Large-scale genomic analysis of global Klebsiella pneumoniae plasmids reveals multiple simultaneous clusters of carbapenem-resistant hypervirulent strains

Isolates and genotypes

While all isolates (n=13,178) were Kp according to metadata, Kleborate screening identified them as Kp (n=11,820; 90%), K. quasipneumoniae (n=604, 5%), K. variicola (n=428; 3%), K. aerogenes (n=299; 2%) and other subspecies of Klebsiella (n=27; 0.2%), i.e. some isolates may have incorrect species data in the NCBI database (Additional file 1: Fig. S1). We did not restrict the analysis to K. pneumoniae sensu stricto, but we removed 710 isolates in which PlasmidFinder did not identify any replicons. These removed isolates covered 331 STs, with ST3910 (n=21; 3%) being most frequent. They also had a high abundance of non Kp sensu stricto (K. quasipneumoniae n=140, 19.7%; K. aerogenes n=115, 16.2%; K. variicola (n=109, 15.4%). Notably, these isolates had limited AMR carriage with only 9 isolates carrying carbapenemase encoding genes, among which blaOXA-48 was the most frequent (n=4). There were also few fluroquinolone gyrA mutations (n=65/710) and aminoglycoside resistance enzymes (n=35/710). Only four isolates carried an aerobactin locus. However, 20 isolates had a truncated iro3 locus and 109 K. aerogenes samples had a chromosomally carried salmochelin locus.

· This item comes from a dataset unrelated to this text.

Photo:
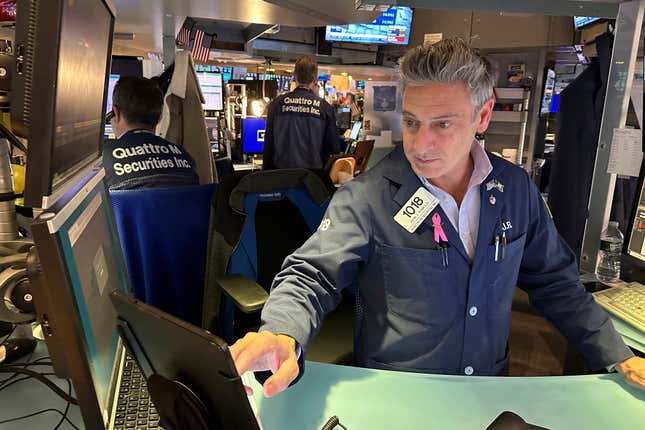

The final isolate dataset (n=12,468) contained 1603 different STs (based on 7 chromosomal loci) with the most frequent being ST11 (15%), ST258 (10%), ST15 (4%), ST512 (4%) ST307 (3%) and ST147 (3%) (Additional file 1: Fig. S1). The number of hypervirulent strains was 1881 (15%). The two canonical hypervirulent strains ST23 and ST86 accounted for 1.8% and 0.7%, respectively. The study had global representation, with isolates from 103 countries, including China (20%), USA (14%), Italy (7%), UK (6%), Thailand (4%), and Germany (4%); however, only 2% of all isolates were from sub-Saharan Africa. While the convenience nature of the sampling may make the dataset unsuitable for the estimation of the prevalence of CRhvKp genotypes, the large sample size presents a likely accurate assessment of regional and temporal trends.

Replicons

An important cornerstone of our analysis is the distinction between the replicon family or name (e.g. IncFII(K), IncFIB(K) and ColRNAI) and the underlying unique nucleotide sequences of the replicons belonging to a specific family. For example, across the 12,468 isolates, there were 3034 unique replicon nucleotide sequences, of which 1096 occurred in more than one isolate. The most frequent replicon nucleotide sequence was the PlasmidFinder reference version of IncFIB(K), which occurred in 3123 (24%) isolates. However, the replicons from an IncFIB(K) family occurred 7052 times with eight distinct sequences occurring in more than 100 Kp isolates (Fig. 1). The family and nucleotide sequence diversity are summarised in Additional file 2: Data S2.

Fig. 1figure 1

Frequency of the main nucleotide sequences from the IncFIB(K) replicon family. The eight nucleotide sequences are provided in Additional file 2: Data S2

The average number of replicons per isolate was 4.6 (range: 1 to 29). A total of 6783 isolates (55%) with identified replicons had carbapenemase encoding genes, and 1881 (15%) had either iuc or iro loci. A total of 1028 (8%) isolates with identified replicons had both carbapenemase encoding and hypervirulence (CRhvKp) loci (Additional file 1: Fig. S1). Therefore, the numbers of isolates determined to be CRhvKp, CRKp (non- hvKp) and hvKp (non-CRKp) were 1028 (8%), 5755 (46%), and 853 (7%), respectively (Additional file 1: Fig. S1). The majority of the CRhvKp were from China (n=696) representing 27% of isolates from that country with isolates collected in Russia (n=64), Thailand (n=44), Italy (n=39) and India (n=25) being the next most common.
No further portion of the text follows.